Das Jahr neigt sich nun unaufhaltsam dem Ende zu und so nutze ich die Zeit, einmal über das Thema Wirtschaftsmediation zu reflektieren. Es ist doch immer wieder erstaunlich, fällt mir dabei auf,  wie schwer verdaulich das Thema immer noch ist. Viele Diskussionen, dich ich dieses Jahr geführt habe, drehten sich um Konflikte, teilweise sogar schon recht massive Konflikte am Arbeitsplatz oder aber in der Familie. Wenn ich dann insbesondere bei den arbeitsplatzbezogenen Fällen nachfragte, ob die Beteiligten schon einmal über die Durchführung einer Mediation nachgedacht haben, schaue ich in zunächst verdutzte Gesichter bis dann 

schnell und sehr eindeutig die Aussage "mit dem kann man doch sowieso nicht reden" fällt. Wer sich ein wenig mit Mediation im Allgemeinen und mit Wirtschaftsmediation im Speziellen auseinander gesetzt hat, der ahnt hier sicherlich, dass die Beteiligten schon so tief im Konflikt stehen und den Glaslschen Tunnelblick haben, dass freiwillig eine solche Option gar nicht in Betracht gezogen wird.

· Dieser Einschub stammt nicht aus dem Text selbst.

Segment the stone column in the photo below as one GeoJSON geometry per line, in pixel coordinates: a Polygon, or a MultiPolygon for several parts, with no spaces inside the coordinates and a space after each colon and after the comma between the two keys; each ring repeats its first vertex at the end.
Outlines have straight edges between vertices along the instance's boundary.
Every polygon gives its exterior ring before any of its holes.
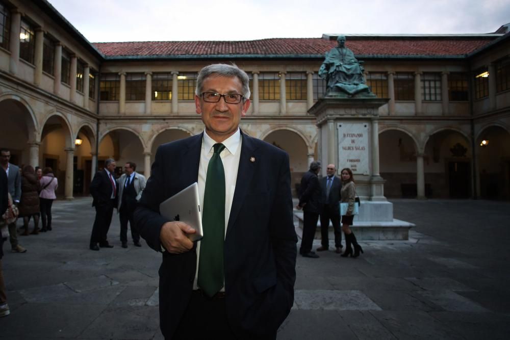
{"type": "Polygon", "coordinates": [[[395,72],[388,72],[388,95],[390,101],[388,102],[388,113],[395,114],[395,72]]]}
{"type": "Polygon", "coordinates": [[[86,65],[83,68],[83,108],[89,108],[89,85],[90,84],[90,66],[86,65]]]}
{"type": "Polygon", "coordinates": [[[119,113],[126,113],[126,72],[119,72],[120,86],[119,89],[119,113]]]}
{"type": "Polygon", "coordinates": [[[172,113],[177,113],[179,111],[179,85],[177,83],[176,71],[172,71],[172,113]]]}
{"type": "Polygon", "coordinates": [[[421,73],[415,72],[415,114],[422,114],[421,108],[421,73]]]}
{"type": "Polygon", "coordinates": [[[492,111],[496,110],[496,64],[489,65],[489,104],[492,111]]]}
{"type": "Polygon", "coordinates": [[[55,79],[53,82],[53,92],[59,95],[60,92],[60,77],[62,72],[62,45],[60,42],[55,44],[53,70],[55,79]]]}
{"type": "Polygon", "coordinates": [[[152,72],[145,72],[145,114],[150,115],[152,102],[152,72]]]}
{"type": "Polygon", "coordinates": [[[35,71],[34,72],[34,84],[39,86],[42,77],[42,46],[44,40],[44,32],[41,28],[35,30],[35,50],[34,63],[35,71]]]}
{"type": "Polygon", "coordinates": [[[95,152],[90,152],[92,156],[92,164],[90,165],[90,181],[94,179],[95,175],[96,167],[97,166],[97,154],[95,152]]]}
{"type": "Polygon", "coordinates": [[[64,190],[64,197],[66,199],[73,199],[72,187],[74,179],[73,173],[73,158],[74,155],[74,149],[72,148],[64,149],[66,152],[65,164],[65,188],[64,190]]]}
{"type": "Polygon", "coordinates": [[[71,69],[69,70],[69,85],[71,86],[69,100],[72,103],[76,103],[76,73],[77,72],[78,58],[76,55],[71,55],[71,69]]]}
{"type": "Polygon", "coordinates": [[[37,142],[29,142],[29,147],[30,149],[30,165],[34,168],[39,166],[39,147],[40,143],[37,142]]]}
{"type": "Polygon", "coordinates": [[[145,176],[146,178],[148,178],[149,176],[150,176],[150,155],[152,153],[150,152],[143,153],[143,155],[145,156],[143,165],[143,175],[145,176]]]}
{"type": "Polygon", "coordinates": [[[286,72],[280,72],[280,114],[287,113],[287,98],[285,97],[285,74],[286,72]]]}
{"type": "Polygon", "coordinates": [[[425,199],[425,169],[423,166],[423,154],[416,154],[416,196],[417,199],[425,199]]]}
{"type": "Polygon", "coordinates": [[[17,8],[11,10],[11,34],[9,49],[11,51],[9,71],[13,74],[18,73],[19,64],[19,34],[21,29],[21,13],[17,8]]]}
{"type": "Polygon", "coordinates": [[[314,72],[307,72],[307,108],[314,106],[314,72]]]}
{"type": "Polygon", "coordinates": [[[335,147],[336,144],[335,136],[335,124],[333,119],[327,120],[327,164],[336,164],[335,161],[336,155],[335,154],[335,151],[337,149],[335,147]]]}
{"type": "Polygon", "coordinates": [[[448,75],[449,72],[443,71],[441,72],[441,104],[443,108],[443,115],[446,116],[448,114],[448,106],[450,104],[449,98],[448,96],[448,75]]]}
{"type": "Polygon", "coordinates": [[[254,71],[251,72],[253,77],[253,114],[259,113],[259,102],[260,101],[259,94],[259,71],[254,71]]]}

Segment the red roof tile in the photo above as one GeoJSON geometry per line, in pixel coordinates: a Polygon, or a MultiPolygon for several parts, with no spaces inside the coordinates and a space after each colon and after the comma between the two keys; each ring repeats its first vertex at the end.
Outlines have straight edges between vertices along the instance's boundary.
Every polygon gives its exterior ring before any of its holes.
{"type": "MultiPolygon", "coordinates": [[[[356,55],[454,56],[472,52],[497,37],[475,38],[347,38],[356,55]]],[[[322,55],[336,45],[320,38],[274,38],[244,41],[143,41],[93,43],[106,57],[194,56],[295,56],[322,55]]]]}

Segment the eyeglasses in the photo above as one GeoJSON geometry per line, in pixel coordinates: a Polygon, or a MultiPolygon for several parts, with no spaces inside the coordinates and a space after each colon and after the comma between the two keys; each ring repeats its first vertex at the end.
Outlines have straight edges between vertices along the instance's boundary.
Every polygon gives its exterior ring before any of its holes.
{"type": "Polygon", "coordinates": [[[223,97],[225,102],[228,104],[239,104],[244,98],[244,96],[239,93],[220,94],[217,92],[202,92],[203,101],[208,102],[218,102],[222,97],[223,97]]]}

Doch woran liegt das nun. Ist es der unbedingte Wille, zu gewinnen oder besser, den anderen verlieren zu sehen? Ist es der Wunsch, den Anderen zu vernichten (zumindest bildlich gesprochen)? Oder ist es die Scheu, sich mit dem Anderen an einen Tisch setzen zu müssen, obwohl sich dadurch deutlich bessere und selbstbestimmtere Lösungen erreichen lassen?

Die Diskussionen lassen keinen eindeutigen Schluss zu, außer, dass klar ist, dass der Konflikt selbst die Beteiligten schon daran hindert, klar und reflektiert über diese Option (die schneller, effektiver und vertraulicher ist als jeder Gang vor Gericht) überhaupt nachzudenken.

Umso mehr wird deutlich, dass Wirtschaftsmediation nicht einfach nur eine Methode ist, sondern eine Auffassung, eine Strategie. Entscheide ich mich, die Wirtschaftsmediation als ersten Schritt zur Konfliktlösung im Unternehmen zu etablieren dann demonstriere ich damit eine klare Haltung zum respektvollen Umgang miteinander, zur offenen Aussprache und zum vertrauensvollen Umgang mit Ressourcen (Mitarbeiter wie auch Kapital und Zeit). Damit hebt sich jedes Unternehmen ab, demonstriert klare Handlungsgrundsätze, Vertrauen und Rückhalt gleichermaßen. Das Betriebsklima erfährt positiven Einfluss, die Mitarbeiter sind motiviert und können trotz Konflikten schnell zur Produktivität zurück finden.

Diejenigen, die eine Wirtschaftsmediation durchlaufen haben, verstehen zudem, dass es oft kleine Dinge sind, mit denen es anfängt, vermeidbare Dinge, Missverständnisse und mangelndes Zuhören.

Als guter Vorsatz für das neue Jahr lege ich Ihnen daher wärmstens ans Herz, den Einsatz der Wirtschaftsmediation in Betracht zu ziehen bevor Sie rechtliche Schritte ergreifen. Es gibt auch gute Möglichkeiten, Mediation als Standardklausel in Arbeits-, Gesellschafter-, oder Dienstleistungs- und Kaufverträge aufzunehmen und so bereits präventiv auf die Wirtschaftsmediation zu bauen.

Wäre das nicht eine gute Tat für einen erfolgreichen Start in das neue Jahr?